# reducing silver oxide with formic acid



## arthur kierski (Jul 26, 2011)

can i obtain pure silver by reducing silver oxide with formic acid?
thanks for replies ----
Arthur


----------



## samuel-a (Jul 27, 2011)

arthur kierski said:


> can i obtain pure silver by reducing silver oxide with formic acid?
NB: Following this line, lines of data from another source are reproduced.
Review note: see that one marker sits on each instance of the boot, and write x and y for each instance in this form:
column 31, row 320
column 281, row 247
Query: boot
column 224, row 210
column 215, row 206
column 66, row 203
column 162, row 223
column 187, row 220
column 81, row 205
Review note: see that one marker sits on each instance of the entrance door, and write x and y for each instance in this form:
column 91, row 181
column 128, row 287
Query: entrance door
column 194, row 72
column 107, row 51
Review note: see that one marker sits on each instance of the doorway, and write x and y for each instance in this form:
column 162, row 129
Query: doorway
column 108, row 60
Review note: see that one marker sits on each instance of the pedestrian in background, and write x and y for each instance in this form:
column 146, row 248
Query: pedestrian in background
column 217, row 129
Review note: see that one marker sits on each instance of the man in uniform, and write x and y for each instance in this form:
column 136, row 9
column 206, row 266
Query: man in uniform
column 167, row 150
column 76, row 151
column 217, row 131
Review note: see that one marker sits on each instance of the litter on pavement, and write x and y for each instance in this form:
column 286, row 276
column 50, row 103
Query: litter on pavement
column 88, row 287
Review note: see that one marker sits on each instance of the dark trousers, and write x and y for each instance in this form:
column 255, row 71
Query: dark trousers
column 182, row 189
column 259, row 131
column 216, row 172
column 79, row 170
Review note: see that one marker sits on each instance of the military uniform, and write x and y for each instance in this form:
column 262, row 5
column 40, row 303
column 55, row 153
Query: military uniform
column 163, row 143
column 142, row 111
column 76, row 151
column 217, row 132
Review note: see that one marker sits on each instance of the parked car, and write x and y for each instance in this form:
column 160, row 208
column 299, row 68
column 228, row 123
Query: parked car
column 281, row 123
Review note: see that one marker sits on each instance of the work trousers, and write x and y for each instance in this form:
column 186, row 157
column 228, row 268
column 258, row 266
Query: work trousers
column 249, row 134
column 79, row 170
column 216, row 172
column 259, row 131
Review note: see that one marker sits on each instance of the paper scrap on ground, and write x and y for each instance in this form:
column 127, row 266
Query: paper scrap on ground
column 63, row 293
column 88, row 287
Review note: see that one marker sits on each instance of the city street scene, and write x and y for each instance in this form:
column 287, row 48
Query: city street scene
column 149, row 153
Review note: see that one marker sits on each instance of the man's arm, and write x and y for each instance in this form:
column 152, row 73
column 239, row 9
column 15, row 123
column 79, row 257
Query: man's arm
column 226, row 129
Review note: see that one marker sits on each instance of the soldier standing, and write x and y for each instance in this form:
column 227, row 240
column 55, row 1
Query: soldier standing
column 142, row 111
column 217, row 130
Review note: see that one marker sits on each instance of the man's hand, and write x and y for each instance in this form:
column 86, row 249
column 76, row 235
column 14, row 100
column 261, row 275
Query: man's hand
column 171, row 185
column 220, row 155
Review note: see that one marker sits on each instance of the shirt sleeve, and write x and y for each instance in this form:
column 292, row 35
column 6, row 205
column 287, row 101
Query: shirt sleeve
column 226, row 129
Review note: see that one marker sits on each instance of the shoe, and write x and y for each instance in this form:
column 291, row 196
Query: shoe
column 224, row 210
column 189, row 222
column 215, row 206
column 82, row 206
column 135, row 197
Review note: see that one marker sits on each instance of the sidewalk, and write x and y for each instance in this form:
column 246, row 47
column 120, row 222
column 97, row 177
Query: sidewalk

Arthur, you can simply dry and melt the Ag2O, assuming this is the only element present.


----------



## arthur kierski (Jul 27, 2011)

Samuel,the silver oxide comes from silver chloride +naoh----------normally i wash the silver chloride with hot water until the solution becomes translucid----then i add fe and eliminate the excess iron with some sulfuric-----the silver obtained is over 99%pure and i sell an ounce for over spot price---i asked the question because i wanted to eliminate the agcl cleaning----as i am having sucess with my way,i will continue with it-----
anyway,thanks for the reply----
yours,
Arthur


----------



## samuel-a (Jul 27, 2011)

Arthur

I'm not sure i understand your need...



arthur kierski said:


> i asked the question because i wanted to eliminate the agcl cleaning



In your first post, You ware asking about chemically reducing Ag2O, i simply suggested you a dry way (melting) to do that.
If your starting material is AgCl, then you will need to wash it first, before converting it to oxide... there's no way around it.

The best way to avoid the tedious cleaning of AgCl , is not to produce it in the first place....


----------



## arthur kierski (Jul 27, 2011)

i got all mixed up----please forgive me Sam===i asked 2 diferent questions----
thanks again 
Arthur


----------